Rener Gracie was leading us through a bunch of Mount Control stuff, but his basic, default position was different. Of course, he explained the important points, and we did all the usual types of training with it. It seemed wonderful.

I wanted it to work as it seemed to once used, “in the wild;” so to speak. Put it aside as we went on to other things.

That was a couple of months ago.

Back at home last night there was a lot of rolling fun. Partner swapping happened a couple of time, and then I looked at Than.

I like Than, but rolling with him isn't something I am attracted to. He's about twenty-to-forty pounds heavier than me, is easily twice as strong, and a couple of decades younger. He used to roll in a painful fashion with everybody, but as his technique improved, he became as safe as anybody else for the smaller people; he would flow, and use skill. However, when with me he still goes really hard.

Back when he was a beginner, I was near the top of our sparring food chain, and I think that is still in his head. He likes to use all those kind of things a big, strong person might use if they were about to be awarded a big, shiny trophy for earning the next submission. I don't tap when things are uncomfortable, or half functioning. When he submits me, he knows he got it right. He likes that, too.

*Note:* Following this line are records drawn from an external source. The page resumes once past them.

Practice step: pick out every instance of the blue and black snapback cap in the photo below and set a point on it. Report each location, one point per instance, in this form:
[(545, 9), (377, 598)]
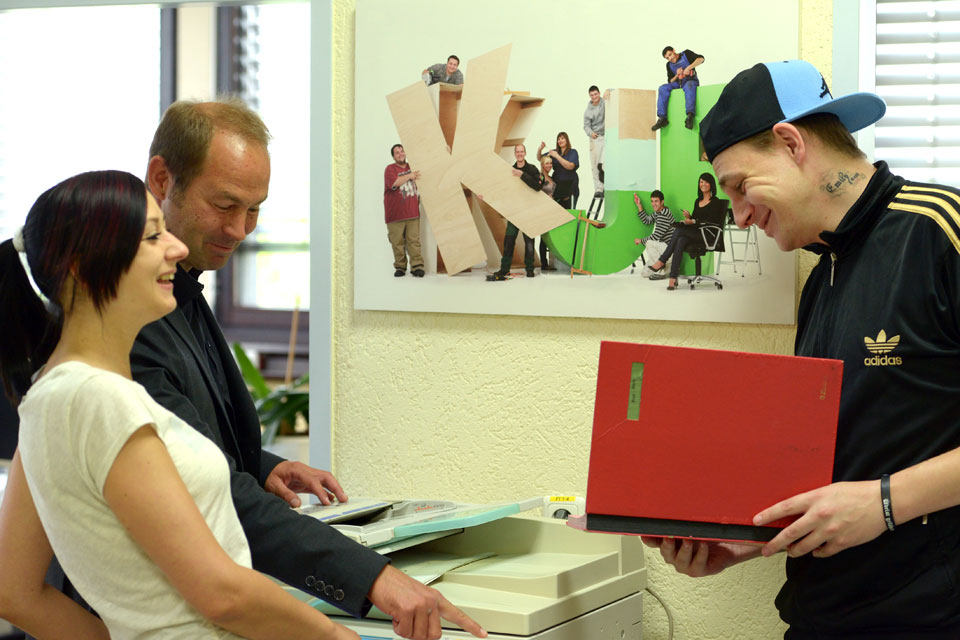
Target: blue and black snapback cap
[(771, 92)]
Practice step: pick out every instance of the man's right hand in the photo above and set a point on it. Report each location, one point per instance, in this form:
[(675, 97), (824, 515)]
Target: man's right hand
[(698, 559), (416, 609)]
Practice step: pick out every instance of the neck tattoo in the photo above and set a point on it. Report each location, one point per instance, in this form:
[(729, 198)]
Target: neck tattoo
[(842, 179)]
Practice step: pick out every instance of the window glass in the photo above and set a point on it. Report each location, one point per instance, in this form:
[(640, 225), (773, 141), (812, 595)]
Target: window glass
[(273, 265)]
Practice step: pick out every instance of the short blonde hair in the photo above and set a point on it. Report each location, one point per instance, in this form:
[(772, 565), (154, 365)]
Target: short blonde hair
[(186, 130)]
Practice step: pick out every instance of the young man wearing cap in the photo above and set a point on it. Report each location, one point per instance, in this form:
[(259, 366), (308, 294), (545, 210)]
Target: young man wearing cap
[(876, 554)]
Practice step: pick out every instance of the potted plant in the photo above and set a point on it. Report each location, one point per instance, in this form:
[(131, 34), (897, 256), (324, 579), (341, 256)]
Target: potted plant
[(277, 408)]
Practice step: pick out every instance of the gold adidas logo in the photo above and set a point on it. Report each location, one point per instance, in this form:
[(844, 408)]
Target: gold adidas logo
[(880, 346)]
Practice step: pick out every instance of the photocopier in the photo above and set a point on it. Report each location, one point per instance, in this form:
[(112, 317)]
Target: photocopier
[(518, 575)]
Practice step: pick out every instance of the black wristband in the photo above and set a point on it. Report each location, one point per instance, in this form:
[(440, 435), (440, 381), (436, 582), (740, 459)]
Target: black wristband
[(885, 501)]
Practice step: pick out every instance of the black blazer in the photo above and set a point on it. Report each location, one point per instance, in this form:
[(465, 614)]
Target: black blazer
[(298, 550)]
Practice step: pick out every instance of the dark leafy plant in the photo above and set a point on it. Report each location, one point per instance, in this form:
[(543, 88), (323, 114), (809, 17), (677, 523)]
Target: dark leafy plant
[(277, 408)]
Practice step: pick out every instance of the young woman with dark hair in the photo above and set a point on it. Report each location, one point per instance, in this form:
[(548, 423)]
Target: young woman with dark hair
[(135, 503), (705, 206)]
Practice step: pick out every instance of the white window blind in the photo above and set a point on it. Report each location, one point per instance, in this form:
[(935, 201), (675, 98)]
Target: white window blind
[(79, 90), (918, 75)]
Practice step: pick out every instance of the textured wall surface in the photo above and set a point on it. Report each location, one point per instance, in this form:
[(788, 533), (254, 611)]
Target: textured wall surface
[(488, 408)]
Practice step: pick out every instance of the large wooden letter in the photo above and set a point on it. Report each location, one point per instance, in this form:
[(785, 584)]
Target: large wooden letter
[(473, 163)]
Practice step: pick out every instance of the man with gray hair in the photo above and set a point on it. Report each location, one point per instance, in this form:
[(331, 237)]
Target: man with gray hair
[(209, 170), (875, 554)]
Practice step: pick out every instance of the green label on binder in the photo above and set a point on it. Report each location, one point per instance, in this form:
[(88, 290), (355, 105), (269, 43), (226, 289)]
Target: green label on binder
[(636, 381)]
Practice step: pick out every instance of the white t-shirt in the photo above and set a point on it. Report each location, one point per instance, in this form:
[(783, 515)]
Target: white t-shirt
[(73, 422)]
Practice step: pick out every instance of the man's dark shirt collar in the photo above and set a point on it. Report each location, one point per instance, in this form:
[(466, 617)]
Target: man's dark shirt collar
[(186, 287), (864, 213)]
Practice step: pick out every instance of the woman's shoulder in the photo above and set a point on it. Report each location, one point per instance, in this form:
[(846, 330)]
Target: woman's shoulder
[(75, 379)]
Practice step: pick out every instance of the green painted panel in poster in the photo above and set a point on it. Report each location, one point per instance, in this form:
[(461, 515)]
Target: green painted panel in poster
[(680, 161), (616, 247), (608, 250)]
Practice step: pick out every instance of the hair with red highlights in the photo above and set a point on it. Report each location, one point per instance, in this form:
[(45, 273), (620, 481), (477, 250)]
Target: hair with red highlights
[(89, 226)]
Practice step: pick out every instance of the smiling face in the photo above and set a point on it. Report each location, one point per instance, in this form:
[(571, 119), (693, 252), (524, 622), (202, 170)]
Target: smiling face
[(146, 288), (520, 152), (767, 189), (219, 207)]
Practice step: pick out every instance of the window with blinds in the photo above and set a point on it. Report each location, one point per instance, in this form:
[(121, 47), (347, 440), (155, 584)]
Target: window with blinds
[(79, 90), (918, 75)]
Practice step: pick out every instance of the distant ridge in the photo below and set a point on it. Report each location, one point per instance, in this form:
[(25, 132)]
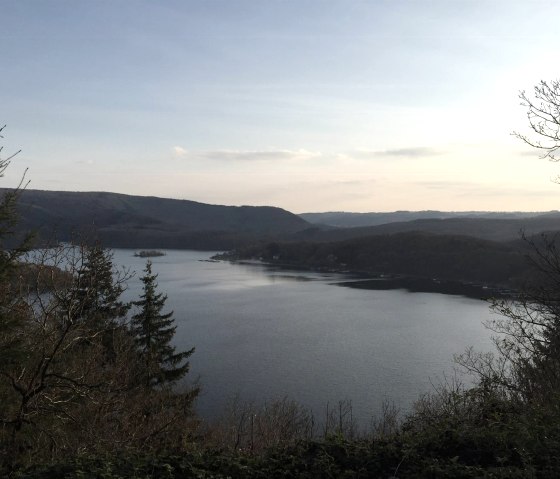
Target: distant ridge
[(494, 229), (344, 219), (120, 220)]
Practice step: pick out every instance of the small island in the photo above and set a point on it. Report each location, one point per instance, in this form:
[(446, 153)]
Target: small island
[(149, 253)]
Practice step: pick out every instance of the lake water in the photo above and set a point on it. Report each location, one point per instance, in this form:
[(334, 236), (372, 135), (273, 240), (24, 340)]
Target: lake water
[(263, 334)]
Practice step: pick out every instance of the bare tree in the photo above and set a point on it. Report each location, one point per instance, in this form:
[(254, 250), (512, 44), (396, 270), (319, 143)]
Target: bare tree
[(543, 114)]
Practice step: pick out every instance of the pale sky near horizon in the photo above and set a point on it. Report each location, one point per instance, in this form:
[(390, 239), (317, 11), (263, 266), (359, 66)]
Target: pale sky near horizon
[(317, 105)]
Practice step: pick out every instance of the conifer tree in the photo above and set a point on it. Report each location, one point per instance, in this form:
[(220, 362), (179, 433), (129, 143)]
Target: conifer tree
[(97, 292), (153, 332)]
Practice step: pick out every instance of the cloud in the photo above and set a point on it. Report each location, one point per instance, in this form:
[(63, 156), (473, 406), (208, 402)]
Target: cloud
[(250, 155), (179, 151), (413, 152)]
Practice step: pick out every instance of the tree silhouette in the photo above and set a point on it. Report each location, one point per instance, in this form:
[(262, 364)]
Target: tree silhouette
[(154, 331)]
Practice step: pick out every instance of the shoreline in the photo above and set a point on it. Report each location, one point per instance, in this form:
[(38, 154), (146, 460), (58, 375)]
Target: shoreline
[(359, 279)]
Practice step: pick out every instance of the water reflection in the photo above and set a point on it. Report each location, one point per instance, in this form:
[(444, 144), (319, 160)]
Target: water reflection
[(264, 333)]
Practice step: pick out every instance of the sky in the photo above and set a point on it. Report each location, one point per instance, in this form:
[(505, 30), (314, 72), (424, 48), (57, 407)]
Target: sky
[(324, 105)]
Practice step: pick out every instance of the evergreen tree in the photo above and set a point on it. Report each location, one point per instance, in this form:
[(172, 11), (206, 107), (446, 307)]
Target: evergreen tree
[(96, 293), (153, 331)]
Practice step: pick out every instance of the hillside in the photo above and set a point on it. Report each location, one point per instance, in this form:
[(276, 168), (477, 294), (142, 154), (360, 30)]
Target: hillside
[(150, 222), (494, 229), (343, 219)]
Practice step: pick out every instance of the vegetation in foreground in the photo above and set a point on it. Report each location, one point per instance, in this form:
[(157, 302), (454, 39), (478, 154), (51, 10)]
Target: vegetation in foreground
[(83, 395)]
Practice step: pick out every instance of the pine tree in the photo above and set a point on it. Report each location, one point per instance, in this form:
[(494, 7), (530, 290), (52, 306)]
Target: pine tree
[(97, 292), (153, 332)]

So anyhow, a typical match between us goes with him pushing hard for top position, and getting it. If I ever manage to get on top, staying there for even ten seconds is a major victory. He just chucks or rolls me off at will.

So last night, as we started, I decided to use Than to test my new Rener Gracie-style Mount. Getting it to work on Than would prove the effectiveness of the trick better than anything else I could think of.

I exploded immediately, which I don't usually do, determined to get the Mount. Once there, I clamped in my knees hard, and my feet slipped ever so slightly under his hips, one arm tight around his neck.

He seemed confused at first, perhaps waiting for an attack, but I just waited, clamped on top. He moved to chuck me off.

I remained attached. He tried to roll me; nothing. Elbow escape; nothing. He now was working very hard to get me off. Push, roll, elbow, roll, push....again and again.

I remained perched on the hardest guy to stay on that we've got for about three full minutes before he finally managed to get me off. Keep in mind that anything longer than ten seconds would have been an improvement.

After that, we had a pretty standard roll for the remaining couple of minutes. Afterwards, he expressed his astonishment that I managed to stay on top of him that long. I did, too.

This was so cool. Being on top of the Mount has always been a bad place for me. I've been getting regularly chucked off ever since I started rolling back in the middle of 2012. That's 5 years of being unable to hold the position for more than a few seconds against any determined opponent, let alone doing so for three minutes.

This won't last. It can't. Nothing in Jiu-Jitsu every does. For a while back in 2014 I had by far the best Guard of any student at my academy. It didn't take long for people to catch up. Conversely, my Leg Locks have always sucked horribly, but have been improving a little lately.


A year from now it will all be topsy-turvy from what it is now.